Erwein von Aretin

Erwein Freiherr von Aretin (* 19. September 1887 in Bad Kissingen; † 25. Februar 1952 in München) war ein deutscher Journalist und Monarchist sowie Funktionär der Bayernpartei.

Leben und Wirken

Er entstammte der Familie Aretin und war ein Urgroßneffe des Historikers Johann Christoph Freiherr von Aretin. Seine Eltern waren Freiherr Anton von Aretin (1847–1921) und Prinzessin Maria Anna von der Leyen und zu Hohengeroldseck (1857–1936). Er hatte noch drei ältere Geschwister: Karl (1884–1945), Adelheid Gräfin von Arco auf Valley (1883–1957) und Elisabeth Gräfin von Bissingen und Nippenburg (1886–1957).

Von Aretin studierte nach dem Abitur 1906 am Wilhelmsgymnasium München[1] Astronomie und Kunstgeschichte und war vor dem Ersten Weltkrieg Assistent an der Kuffner-Sternwarte in Wien-Ottakring.

Im Kriegsjahr 1914 heiratete er die Gräfin Maria Anna von Belcredi (1888–1968).
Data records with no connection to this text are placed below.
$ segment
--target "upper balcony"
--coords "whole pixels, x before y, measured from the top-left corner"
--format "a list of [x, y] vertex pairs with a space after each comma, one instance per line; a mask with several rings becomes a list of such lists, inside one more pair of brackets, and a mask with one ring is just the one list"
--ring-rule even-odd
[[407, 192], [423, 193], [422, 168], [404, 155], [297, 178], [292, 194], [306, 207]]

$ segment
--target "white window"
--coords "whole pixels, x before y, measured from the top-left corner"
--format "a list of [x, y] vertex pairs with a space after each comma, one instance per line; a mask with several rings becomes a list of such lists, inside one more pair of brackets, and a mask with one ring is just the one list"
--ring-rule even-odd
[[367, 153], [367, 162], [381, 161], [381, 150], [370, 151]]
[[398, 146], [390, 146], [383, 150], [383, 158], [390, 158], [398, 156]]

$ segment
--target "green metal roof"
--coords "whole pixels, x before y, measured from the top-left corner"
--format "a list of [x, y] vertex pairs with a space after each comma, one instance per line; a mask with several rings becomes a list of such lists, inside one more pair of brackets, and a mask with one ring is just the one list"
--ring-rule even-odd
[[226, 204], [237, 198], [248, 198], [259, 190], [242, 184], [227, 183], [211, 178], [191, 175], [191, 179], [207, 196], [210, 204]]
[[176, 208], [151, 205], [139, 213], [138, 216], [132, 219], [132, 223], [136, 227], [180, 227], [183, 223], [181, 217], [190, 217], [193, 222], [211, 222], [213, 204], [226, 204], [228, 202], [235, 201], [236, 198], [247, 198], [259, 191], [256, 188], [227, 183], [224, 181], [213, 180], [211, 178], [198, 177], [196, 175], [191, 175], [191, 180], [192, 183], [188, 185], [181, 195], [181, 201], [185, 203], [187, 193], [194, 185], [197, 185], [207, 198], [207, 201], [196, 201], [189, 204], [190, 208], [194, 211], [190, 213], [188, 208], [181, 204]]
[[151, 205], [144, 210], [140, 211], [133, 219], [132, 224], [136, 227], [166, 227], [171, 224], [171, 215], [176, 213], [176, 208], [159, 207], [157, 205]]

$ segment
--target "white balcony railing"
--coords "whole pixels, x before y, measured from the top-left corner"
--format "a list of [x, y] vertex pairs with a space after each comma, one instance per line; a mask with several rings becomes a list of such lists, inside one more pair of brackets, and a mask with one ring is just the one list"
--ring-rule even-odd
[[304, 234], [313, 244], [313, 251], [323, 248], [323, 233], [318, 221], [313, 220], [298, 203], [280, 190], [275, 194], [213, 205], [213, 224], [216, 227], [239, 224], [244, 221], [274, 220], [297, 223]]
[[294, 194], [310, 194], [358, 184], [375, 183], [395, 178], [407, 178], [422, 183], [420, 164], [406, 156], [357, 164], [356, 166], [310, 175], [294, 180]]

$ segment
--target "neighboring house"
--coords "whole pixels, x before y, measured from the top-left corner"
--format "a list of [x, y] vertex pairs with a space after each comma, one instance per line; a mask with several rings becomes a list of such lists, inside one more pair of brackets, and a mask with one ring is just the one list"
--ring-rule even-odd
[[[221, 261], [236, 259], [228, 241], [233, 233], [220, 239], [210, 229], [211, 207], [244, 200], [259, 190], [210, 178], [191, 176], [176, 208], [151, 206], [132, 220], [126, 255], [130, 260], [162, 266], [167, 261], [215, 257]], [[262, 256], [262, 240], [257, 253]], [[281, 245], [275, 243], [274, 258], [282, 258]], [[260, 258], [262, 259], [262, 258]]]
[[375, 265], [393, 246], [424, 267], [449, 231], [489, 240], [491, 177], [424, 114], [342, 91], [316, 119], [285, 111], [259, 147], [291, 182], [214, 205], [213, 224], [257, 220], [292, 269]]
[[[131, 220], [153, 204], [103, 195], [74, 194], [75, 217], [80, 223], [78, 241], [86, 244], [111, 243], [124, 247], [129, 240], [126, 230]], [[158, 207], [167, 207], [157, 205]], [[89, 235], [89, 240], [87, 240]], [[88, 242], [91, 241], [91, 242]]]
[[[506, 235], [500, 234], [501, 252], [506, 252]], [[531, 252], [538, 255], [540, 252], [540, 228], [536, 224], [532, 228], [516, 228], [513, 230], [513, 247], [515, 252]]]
Aus dieser Ehe gingen vier Söhne hervor.

Seit 1924 war er, zuletzt als Ressortleiter für Innenpolitik, für die Münchner Neuesten Nachrichten tätig, die Anfang der dreißiger Jahre die auflagenstärkste Tageszeitung Süddeutschlands war.[2] Parallel gehörte Erwein von Aretin bis 1927 dem Aufsichtsrat der Kreuzzeitung an.[3] Er nutzte seine Stellungen zum Kampf sowohl gegen den Nationalsozialismus als auch gegen die Weimarer Republik.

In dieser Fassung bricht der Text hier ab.